Highlights & Insights¶
- Naturalness of Motion Primitives: Human motion is inherently composed of elemental primitives, making this representation more aligned with kinematic reality. The approach is transferable to robot action recognition, sign language recognition, and related domains.
- Efficiency Advantage: Primitive sequences are substantially shorter than raw signals, drastically reducing the computational cost of the Transformer while simultaneously improving accuracy.
- Robustness: Resilience to sampling rate variation is a critical practical advantage for real-world deployment.
Limitations & Future Work¶
- The interpretability of learned primitive segmentations remains to be validated — it is unclear whether the discovered primitives correspond to genuine motion units.
- Evaluation is limited to IMU data; extension to other sensor modalities (EMG, pressure) is necessary.
- Primitive decomposition may be inaccurate for complex transitional activities (e.g., "sitting down immediately followed by standing up").
Related Work & Insights¶
- vs.

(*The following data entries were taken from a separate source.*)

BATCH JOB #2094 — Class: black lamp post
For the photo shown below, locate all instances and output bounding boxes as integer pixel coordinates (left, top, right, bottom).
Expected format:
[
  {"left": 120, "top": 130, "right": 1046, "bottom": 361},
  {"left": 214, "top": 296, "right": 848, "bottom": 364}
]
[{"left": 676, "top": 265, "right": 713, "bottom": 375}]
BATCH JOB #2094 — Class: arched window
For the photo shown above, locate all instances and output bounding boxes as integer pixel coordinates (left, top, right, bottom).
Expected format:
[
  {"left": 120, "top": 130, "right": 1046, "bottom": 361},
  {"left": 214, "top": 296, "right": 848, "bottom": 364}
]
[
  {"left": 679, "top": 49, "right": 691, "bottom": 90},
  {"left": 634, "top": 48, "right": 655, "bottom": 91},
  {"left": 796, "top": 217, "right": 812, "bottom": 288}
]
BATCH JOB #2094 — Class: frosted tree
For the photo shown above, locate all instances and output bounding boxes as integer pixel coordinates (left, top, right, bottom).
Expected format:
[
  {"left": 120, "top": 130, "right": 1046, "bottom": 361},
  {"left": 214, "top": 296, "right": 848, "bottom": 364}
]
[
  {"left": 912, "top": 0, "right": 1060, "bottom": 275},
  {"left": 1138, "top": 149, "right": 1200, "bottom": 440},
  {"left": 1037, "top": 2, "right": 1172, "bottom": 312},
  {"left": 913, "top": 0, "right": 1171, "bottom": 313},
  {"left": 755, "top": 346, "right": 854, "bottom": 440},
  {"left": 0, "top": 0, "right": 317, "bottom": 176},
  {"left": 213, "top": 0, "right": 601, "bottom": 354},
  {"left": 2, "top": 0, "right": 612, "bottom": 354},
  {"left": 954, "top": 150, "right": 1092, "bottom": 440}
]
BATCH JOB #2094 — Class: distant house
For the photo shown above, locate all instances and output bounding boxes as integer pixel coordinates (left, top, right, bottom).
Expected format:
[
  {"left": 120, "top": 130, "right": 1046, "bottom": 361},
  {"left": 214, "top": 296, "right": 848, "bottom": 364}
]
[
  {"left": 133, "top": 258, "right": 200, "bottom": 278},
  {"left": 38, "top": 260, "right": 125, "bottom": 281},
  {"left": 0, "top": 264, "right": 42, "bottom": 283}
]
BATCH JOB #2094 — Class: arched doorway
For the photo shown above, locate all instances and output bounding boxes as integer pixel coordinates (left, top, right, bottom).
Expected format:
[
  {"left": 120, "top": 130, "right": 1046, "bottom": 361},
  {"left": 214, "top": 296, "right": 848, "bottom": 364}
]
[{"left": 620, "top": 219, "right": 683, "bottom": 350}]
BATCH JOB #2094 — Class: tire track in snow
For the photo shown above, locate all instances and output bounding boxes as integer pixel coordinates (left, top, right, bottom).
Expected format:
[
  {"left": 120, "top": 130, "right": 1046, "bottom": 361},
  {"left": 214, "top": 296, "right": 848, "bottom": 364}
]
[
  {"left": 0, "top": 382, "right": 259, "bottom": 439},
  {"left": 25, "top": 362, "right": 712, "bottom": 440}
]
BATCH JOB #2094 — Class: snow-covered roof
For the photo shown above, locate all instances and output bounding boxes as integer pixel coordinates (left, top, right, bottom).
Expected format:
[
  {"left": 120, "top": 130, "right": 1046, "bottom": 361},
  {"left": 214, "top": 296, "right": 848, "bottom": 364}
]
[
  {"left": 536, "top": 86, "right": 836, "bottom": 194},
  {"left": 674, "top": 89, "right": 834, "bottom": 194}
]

HAR-Transformer: Applies fixed-window tokenization directly to raw signals, ignoring the natural structure of motion; MoPFormer's learned segmentation provides a more principled alternative.
- vs. DeepConvLSTM: A CNN-RNN hybrid with a large parameter count and insufficient capacity to capture long-range dependencies.
Rating¶
- Novelty: ⭐⭐⭐⭐ The use of motion primitives as tokens is intuitive and effective.
- Experimental Thoroughness: ⭐⭐⭐⭐⭐ Three datasets with comprehensive ablation studies.
- Writing Quality: ⭐⭐⭐⭐ Clear and well-structured presentation.
- Value: ⭐⭐⭐⭐ High practical value for real-world wearable HAR applications.